Nevrotik kadın figüründen bahsetmişken Christopher Nolan'ın, bu konudaki hayal kırıklığına uğratan tutarlılığından da bahsetmemek olmaz. Ne yazık ki Nolan'ın, nevrotik kadın tiplemeleri konusunda oldukça istikrarlı olduğunu görüyoruz. Christopher Nolan'ın, erkek egemen filmler yaptığını biliyoruz ki bir senarist ve yönetmen olarak bu en doğal hakkı. Ancak kadın karakterleri yazarken, onları ya hikayenin olabildiğince kenarında bırakmayı seçiyor ya da birbirinin kopyası diyebileceğimiz tek tipleşmiş iki kadın figürüyle sınırlı tutuyor. Biri, erkek karakteri destekleyen ve ona inanan eş/sevgili/evlat rolündeki kadın olmaktan pek de ileri gidemeyen figürler; ikincisi de nevrotik kadın tiplemeleri ki bunun, çok daha ağırlıklı olarak yer verdiği kadın figürü olduğunu söyleyebiliriz. "Memento", "The Prestige", "Inception", "The Dark Knight", "Interstellar" gibi yapımlarda iki tipe de rastlıyoruz.

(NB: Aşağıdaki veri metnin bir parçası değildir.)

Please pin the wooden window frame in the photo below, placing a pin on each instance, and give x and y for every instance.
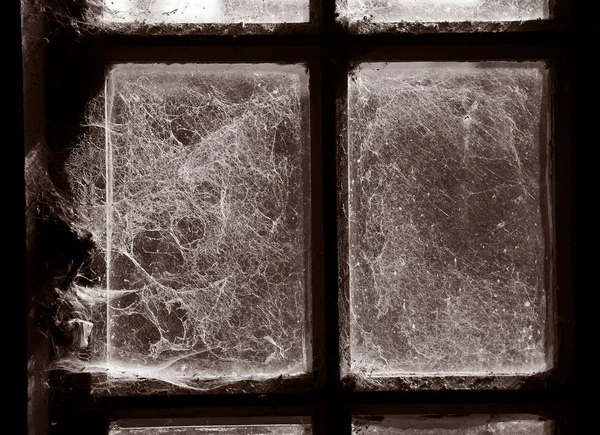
(76, 65)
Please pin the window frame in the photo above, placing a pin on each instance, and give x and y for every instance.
(330, 49)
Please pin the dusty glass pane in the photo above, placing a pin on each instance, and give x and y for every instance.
(449, 426)
(386, 11)
(207, 246)
(207, 11)
(279, 429)
(447, 218)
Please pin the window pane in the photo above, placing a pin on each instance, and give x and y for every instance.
(386, 11)
(208, 181)
(207, 11)
(472, 425)
(279, 429)
(449, 253)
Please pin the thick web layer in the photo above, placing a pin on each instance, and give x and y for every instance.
(401, 427)
(207, 11)
(208, 243)
(387, 11)
(446, 227)
(205, 172)
(279, 429)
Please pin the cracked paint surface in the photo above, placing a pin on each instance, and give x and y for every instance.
(386, 11)
(398, 426)
(279, 429)
(207, 11)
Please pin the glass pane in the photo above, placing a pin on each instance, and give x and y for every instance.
(448, 218)
(208, 245)
(386, 11)
(279, 429)
(475, 425)
(207, 11)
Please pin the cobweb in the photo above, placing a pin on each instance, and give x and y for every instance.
(448, 258)
(386, 11)
(196, 199)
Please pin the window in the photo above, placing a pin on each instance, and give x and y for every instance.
(299, 217)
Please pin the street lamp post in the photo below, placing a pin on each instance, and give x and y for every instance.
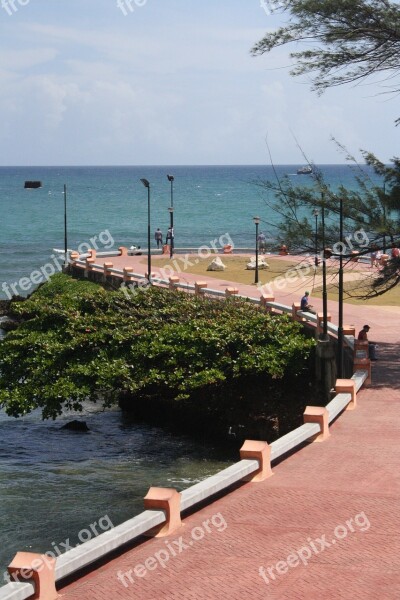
(65, 227)
(340, 323)
(316, 213)
(171, 215)
(147, 185)
(257, 222)
(324, 291)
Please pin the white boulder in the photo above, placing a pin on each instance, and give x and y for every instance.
(262, 264)
(216, 265)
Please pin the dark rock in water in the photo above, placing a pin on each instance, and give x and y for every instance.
(4, 307)
(76, 426)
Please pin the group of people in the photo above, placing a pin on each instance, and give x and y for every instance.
(305, 306)
(376, 254)
(158, 236)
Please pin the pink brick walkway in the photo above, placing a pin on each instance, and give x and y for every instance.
(325, 526)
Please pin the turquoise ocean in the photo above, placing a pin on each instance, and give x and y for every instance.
(208, 202)
(53, 483)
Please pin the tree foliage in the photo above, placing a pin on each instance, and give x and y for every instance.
(371, 214)
(78, 342)
(346, 40)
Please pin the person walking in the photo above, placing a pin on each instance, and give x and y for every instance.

"Oppenheimer" filminde ise nevrotik kadın figürü, bu sefer tek temsille de sınırlı kalmıyor. Robert Oppenheimer'ın iki romantik ilişkisi Jean Tatlock ve Katherine Oppenheimer'ın her ikisinin de nevrotik karakterler olarak sunulduğunu görüyoruz. Neyse ki Katherine'in, filmin ilerleyen sahnelerinde biraz daha farklı ve güçlü yönleri de gösterilerek bu yüzeysel tutum az da olsa kırılmış. Ancak Christopher Nolan'ın, ileride çekeceği filmlerde, kafasındaki düşman kadın ve ideal kadın algısından biraz daha geniş çaplı ve derinlikli kadın karakterler yazdığını görmek seyirci olarak hepimizi mutlu edecektir.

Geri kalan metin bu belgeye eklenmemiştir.